Çünkü senin statündeki biri moksa tavsiye edince, bunun ötesinde
herhangi birşey vermek zor olur. Hiç kimse senin görüşüne, senin
standardına karşı çıkmaya kalkışmayacaktır. Hepsi Vyasadev'in en
üstün otorite olduğunu ve başka hiç kimsenin tavsiyesine aldırış
etmediklerini söyleyeceklerdir. Bu bakımdan senin vermiş olduğun şeyin
ötesinde başka kaynaklardan gelen herhangi bir şeyi insanların kabul
etmelerini sağlamak çok zor olacaktır. Bu yüzden, hata yaptın! Bunu
senin suçun olarak görmek olasıdır. Şimdi, yegane çare (yukarıda söz
edilen dört genel uğraşın ötesinde) beşinci hedefi yine senin vermen
olabilir. Sen, şahsen, bu işi üstlenmek zorundasın: 'Şu ana kadar
vermiş olduğum ne varsa çok sınırlıdır, oysa şimdi size çok daha üstün
birşey vereceğim.' Bu görevi tek başına sen üstlenmek zorunda
kalacaksın, ancak o zaman azarlanmanın gerektirdiği doğru pişmanlığı
yaşamış olursun. Mahan vyatikramah - bu büyük bir hata, çünkü jugupsitam - çok uygunsuz olan şeyler; dharma-krte-
din damgası altında verildi: oysa damganın altındaki iyiler nihai
anlamda din dışı. Ne biçim bir iyi? Sadece 'hata yapmak ve hata
yapmamak.' Ama iyi şeyler yapmak - oraya dahil değil mi? Kötü olan ve
kötü olmayandan, kötü olmayan pozitif iyi demek değildir. O halde, bu
görevi samimiyetle üstlenmek ve durumu insanlar için netleştirmek
zorundasın: 'Şu ana kadar, size verdiğim şey aşağı yukarı negatif bir
karaktere sahip. Şimdi size pozitif birşey vermeye geldim.' Bu yolla,
onlara değerli, geçerli birşey vermek için atmosfer yaratmalısın.

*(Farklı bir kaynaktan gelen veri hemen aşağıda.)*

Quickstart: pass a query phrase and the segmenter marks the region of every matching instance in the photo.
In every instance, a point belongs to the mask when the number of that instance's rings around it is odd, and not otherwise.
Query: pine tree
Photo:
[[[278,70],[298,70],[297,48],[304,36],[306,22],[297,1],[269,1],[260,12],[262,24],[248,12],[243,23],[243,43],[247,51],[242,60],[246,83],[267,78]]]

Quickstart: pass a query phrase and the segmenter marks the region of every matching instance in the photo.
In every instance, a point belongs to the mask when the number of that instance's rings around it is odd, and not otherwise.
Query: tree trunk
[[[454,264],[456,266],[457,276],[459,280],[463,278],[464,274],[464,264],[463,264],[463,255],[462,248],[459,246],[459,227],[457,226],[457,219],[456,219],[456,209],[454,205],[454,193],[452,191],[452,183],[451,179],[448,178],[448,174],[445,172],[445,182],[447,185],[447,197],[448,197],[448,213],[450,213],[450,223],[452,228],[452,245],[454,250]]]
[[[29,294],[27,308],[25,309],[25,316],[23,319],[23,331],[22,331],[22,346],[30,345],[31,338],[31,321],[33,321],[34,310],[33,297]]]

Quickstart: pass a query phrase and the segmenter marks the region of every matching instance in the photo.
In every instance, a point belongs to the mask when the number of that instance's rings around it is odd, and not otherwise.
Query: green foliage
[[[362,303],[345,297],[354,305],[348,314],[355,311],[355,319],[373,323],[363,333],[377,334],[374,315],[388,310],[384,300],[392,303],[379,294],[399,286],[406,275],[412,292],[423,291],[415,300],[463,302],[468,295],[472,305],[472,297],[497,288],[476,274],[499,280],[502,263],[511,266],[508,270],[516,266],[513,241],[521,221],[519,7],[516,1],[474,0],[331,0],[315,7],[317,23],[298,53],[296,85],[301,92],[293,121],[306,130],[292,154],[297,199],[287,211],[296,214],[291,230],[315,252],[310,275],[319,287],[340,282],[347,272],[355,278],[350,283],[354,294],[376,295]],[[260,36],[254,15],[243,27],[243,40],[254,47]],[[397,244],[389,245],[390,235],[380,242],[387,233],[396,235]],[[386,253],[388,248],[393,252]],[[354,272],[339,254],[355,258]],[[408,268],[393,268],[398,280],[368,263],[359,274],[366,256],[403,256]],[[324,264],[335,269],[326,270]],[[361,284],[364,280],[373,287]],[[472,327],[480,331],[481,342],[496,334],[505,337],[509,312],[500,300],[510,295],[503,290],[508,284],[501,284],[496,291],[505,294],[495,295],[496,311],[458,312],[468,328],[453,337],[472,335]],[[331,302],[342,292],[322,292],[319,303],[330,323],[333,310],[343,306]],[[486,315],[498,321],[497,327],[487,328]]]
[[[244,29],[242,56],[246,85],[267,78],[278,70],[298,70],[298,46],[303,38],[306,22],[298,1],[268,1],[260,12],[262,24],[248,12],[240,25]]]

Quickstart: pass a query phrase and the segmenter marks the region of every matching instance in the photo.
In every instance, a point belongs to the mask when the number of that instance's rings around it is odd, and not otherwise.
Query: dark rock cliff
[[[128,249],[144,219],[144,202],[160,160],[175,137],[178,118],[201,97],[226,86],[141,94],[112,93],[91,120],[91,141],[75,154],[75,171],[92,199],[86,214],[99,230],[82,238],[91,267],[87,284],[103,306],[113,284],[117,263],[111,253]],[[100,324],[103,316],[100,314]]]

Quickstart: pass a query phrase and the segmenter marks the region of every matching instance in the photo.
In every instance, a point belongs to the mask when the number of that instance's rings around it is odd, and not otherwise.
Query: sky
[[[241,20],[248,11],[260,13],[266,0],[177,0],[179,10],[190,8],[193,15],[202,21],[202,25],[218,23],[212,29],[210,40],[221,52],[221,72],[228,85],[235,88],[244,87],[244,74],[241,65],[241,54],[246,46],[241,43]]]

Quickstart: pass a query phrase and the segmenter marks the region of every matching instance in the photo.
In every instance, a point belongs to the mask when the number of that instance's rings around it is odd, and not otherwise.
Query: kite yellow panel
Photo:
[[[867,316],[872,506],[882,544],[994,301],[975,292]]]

"Dharma-projjhita-kaitavo 'tra paramo nirmat-saranam satam (Srimad-Bhagavatam'ın dini,
insanlığın dört hedefi kandırmacasından bağımsızdır ve gerçek
ermişlerin dinidir). Nirmatsara 'tarafsız zihniyet' anlamına gelir, matsara ise
kıskanç olana atıfta bulunur. 'Şu ana kadar, ben egoist düşünceden
arınmış olmayan o belli kesime tavsiyelerde bulundum. Onlarla
ilgilendim. Oysa şimdi normal düşünen - iyi kalpli insanlarla
ilgileneceğim. Şimdi onlara tavsiyede bulunacağım.' İnsanları senin
tarafından öğretilen yoldan vazgeçirmek zor olacağı için, onun için
sana geldim. Daha üstün, gelişmiş kavram onlara sadece senin
aracılığınla verilebilir. Yegane yol budur."